Richard Reoch with senior monks and police during the war in Sri Lanka

Today, there is a heightened level of aggression and hostility in public discourse in countries around the world. The spaces for mutual understanding, compromise and working together despite our differences have been largely shut down. The world is crying out for people who are capable of listening to the other side and opening their hearts to those with whom they may deeply disagree. If we remain in a state of perpetual combat, we are not going to be able to address some of the deep issues that are plaguing contemporary society. Nor will we be able to work cooperatively as a species to protect our biosphere.

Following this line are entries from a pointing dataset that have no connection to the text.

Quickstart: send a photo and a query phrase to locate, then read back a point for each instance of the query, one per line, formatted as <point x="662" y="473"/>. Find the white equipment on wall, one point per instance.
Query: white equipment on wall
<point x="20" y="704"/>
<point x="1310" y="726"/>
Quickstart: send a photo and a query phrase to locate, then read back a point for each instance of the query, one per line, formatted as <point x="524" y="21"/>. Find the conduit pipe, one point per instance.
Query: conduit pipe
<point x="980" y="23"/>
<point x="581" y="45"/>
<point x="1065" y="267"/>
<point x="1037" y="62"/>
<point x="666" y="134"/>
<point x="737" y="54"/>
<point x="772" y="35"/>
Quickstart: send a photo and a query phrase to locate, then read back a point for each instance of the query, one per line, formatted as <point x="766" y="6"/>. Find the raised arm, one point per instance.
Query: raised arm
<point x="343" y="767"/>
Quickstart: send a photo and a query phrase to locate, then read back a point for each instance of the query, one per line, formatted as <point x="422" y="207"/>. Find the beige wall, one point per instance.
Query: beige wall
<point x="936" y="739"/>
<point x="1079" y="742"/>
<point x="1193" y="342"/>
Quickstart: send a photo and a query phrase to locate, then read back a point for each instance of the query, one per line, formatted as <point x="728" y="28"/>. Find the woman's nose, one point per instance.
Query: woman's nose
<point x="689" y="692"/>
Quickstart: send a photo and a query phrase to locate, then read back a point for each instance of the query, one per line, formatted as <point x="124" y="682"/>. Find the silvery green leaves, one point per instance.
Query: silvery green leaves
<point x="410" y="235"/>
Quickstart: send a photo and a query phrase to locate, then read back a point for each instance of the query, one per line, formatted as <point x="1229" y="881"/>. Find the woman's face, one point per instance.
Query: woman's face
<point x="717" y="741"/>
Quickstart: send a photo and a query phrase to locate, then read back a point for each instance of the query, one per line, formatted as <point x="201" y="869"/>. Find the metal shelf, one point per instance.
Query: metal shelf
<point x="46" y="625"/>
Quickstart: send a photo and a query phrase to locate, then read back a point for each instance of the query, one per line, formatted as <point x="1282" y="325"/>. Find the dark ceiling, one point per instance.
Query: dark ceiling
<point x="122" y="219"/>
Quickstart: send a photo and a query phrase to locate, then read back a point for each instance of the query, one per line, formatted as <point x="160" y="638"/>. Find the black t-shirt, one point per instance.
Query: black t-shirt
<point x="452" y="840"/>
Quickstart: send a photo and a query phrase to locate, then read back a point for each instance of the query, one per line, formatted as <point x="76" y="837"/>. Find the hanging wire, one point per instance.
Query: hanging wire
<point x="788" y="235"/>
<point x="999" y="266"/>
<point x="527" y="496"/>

Being a good listener definitely requires some inner work. Thankfully, one of the great fruits of mindfulness practice is the recovery of the lost art of listening. In order to be open to another person and to be able to listen fully to what they are communicating – more than simply what they say – we have to be able to understand what our own minds are doing. We need to be able to set aside our thoughts and prejudices, as well as our egocentricity and our attachment to our opinions in order to give space to others. That makes it genuinely possible to listen more profoundly to what is being communicated behind the words.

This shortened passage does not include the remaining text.